There are many housing issues in this country, i.e. scarcity of available housing, someone not being able to move because there is no place to go, or affordable housing in the region has a mile long waiting list, even the medically necessary waiting lists are very long for those deemed to immediately get out of their moldy (or unsafe for other reasons) living environment they are in at the present time.
Where have the set priorities on healthy housing, as well as housing availability and affordability gone? How can we gain a more complete vision of our potential as a community?
We could all choose to direct our energies to a prosperous and healthy future for all citizens if we were more healthy to do so.
Do we have the potential for this by coming together in fighting our odds as we stand today with our illnesses caused from these toxins that have destroyed our health, our lives, and our families? Yes, I believe that we do.
I am sure we all have the desire with the existing national community of persons ill from these toxins to join in with all the advocates that have been fighting for these same reasons for years, our rights to breath, our rights to safe environments whether it be our homes, our workplace or our schools.
Here today, I welcome all of you joining as members of my new website: The Nation’s Indoor Environment–Toxic Mold as another avenue to stand united, help one another with the support, understanding, and knowledge that we have all gained through our illnesses as mold victim’s. For today will never be the end of our endeavors, it will be the continued efforts joining together as a whole community.
Darlene Berube
Founder/Owner – MoldEnvironment.com
http://www.moldenvironment.com
September 23rd, 2007 at 4:02 pm
Susan: First you are not alone. Second I feel soooo bad for you. At least I have a home. There must be something that can be done. Try contacting Dr. Ritchie Shoemaker. He has a treatment program for mould victims that really works. I am living testamony. I am feeling much better just 3 months in. I will always live with a disability I fear but I am now feeling much better than I was. He is brilliant and has the name of several competent lawyers who fight mould cases for victims. Another such individual is Dr. Richard Lispkey. He is a lawyer that defends mould victims all over North America. Google either one or both. I realize you have no money but he will give you a lot of advise over the phone. There has to be someone you can go back on. Who sold you this house? Clearly there was misrepresentation on the sellers part. Was there a house inspection included? If so they were faulty. You need a home. Try going to Fifa and applying for a trailer through them. You are no different really than a Catrina Victim.
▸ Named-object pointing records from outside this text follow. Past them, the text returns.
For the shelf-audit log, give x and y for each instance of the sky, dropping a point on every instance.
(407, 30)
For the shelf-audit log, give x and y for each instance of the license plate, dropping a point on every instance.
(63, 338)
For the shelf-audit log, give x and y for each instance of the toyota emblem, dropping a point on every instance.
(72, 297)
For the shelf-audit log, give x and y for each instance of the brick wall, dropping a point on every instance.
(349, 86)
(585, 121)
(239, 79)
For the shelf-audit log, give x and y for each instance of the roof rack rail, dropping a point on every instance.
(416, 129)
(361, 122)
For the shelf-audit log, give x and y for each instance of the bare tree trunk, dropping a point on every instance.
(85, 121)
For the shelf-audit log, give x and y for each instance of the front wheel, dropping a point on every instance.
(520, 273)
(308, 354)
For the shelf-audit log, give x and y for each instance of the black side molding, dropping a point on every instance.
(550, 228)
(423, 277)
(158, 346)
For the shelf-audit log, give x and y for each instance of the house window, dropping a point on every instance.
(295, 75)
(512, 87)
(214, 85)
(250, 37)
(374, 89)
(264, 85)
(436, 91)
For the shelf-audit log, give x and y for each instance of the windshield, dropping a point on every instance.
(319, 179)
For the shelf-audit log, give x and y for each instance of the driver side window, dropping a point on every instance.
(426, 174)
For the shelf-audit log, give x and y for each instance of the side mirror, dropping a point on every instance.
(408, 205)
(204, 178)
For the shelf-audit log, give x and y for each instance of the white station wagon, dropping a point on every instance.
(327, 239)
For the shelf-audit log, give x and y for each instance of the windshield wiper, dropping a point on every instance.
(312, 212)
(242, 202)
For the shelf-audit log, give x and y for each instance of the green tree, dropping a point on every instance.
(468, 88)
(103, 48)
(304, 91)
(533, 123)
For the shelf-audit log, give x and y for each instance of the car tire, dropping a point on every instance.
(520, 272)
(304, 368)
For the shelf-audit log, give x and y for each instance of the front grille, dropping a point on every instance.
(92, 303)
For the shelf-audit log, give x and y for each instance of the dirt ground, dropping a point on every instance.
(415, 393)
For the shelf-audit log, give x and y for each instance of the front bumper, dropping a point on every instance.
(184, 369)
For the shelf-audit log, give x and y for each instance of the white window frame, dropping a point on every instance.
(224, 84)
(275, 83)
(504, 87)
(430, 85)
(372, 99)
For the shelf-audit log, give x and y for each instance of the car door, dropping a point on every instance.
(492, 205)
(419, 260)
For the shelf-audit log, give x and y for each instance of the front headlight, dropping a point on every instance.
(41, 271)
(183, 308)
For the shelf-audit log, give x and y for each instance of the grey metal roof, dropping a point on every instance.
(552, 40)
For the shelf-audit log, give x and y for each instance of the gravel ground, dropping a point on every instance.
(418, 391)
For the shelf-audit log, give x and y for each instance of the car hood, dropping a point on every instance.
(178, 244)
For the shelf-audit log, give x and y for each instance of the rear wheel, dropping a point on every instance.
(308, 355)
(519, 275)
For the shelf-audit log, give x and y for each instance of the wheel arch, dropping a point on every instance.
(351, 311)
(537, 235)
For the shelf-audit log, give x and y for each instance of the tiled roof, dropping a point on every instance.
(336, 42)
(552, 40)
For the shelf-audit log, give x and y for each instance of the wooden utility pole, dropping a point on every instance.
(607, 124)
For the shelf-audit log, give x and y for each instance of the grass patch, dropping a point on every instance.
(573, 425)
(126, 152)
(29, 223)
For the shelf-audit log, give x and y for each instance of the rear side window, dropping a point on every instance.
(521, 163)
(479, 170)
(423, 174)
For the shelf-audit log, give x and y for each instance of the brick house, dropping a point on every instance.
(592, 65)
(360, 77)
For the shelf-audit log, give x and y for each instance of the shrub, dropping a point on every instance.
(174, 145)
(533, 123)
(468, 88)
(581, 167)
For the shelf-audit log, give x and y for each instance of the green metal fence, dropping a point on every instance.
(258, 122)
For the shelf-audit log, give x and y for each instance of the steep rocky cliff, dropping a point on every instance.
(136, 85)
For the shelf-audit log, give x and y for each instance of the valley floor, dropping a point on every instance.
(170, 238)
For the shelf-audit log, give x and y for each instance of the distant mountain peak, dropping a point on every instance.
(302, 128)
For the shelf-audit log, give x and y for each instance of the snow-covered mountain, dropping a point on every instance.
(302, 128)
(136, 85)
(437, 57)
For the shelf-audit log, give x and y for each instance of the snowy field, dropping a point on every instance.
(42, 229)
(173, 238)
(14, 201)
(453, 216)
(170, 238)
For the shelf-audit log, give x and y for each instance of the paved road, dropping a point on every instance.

I know how you are feeling. I too am 44 and affected with symptoms of my mould exposure experience for life. I can no longer run and play with my 6 year old without an asthma attack. I have good and bad days depending where I go and what I get into. I am facing the possiblity of never working outside the home again. I don’t know how to face all that myself. I have no clue how to make it better. I do know this….we all need to stick together….I am a problem solver by nature….I believe we need to solve your problem….drop me an email….something just has to be possible if we don’t give up…..Jackie
March 19th, 2009 at 7:47 am
I am not quite sure when you posted your story, however, I have a very similiar story. My husband and I have done extensive research on mold as it was the cause of our declining health and attacking our “5″ son’s in more way’s than we can count. You can contact me at pjojeda97@aol.com
Also, you may want to check out this website http://www.themoldmissionary.org
I will say a prayer for you! And things can get better.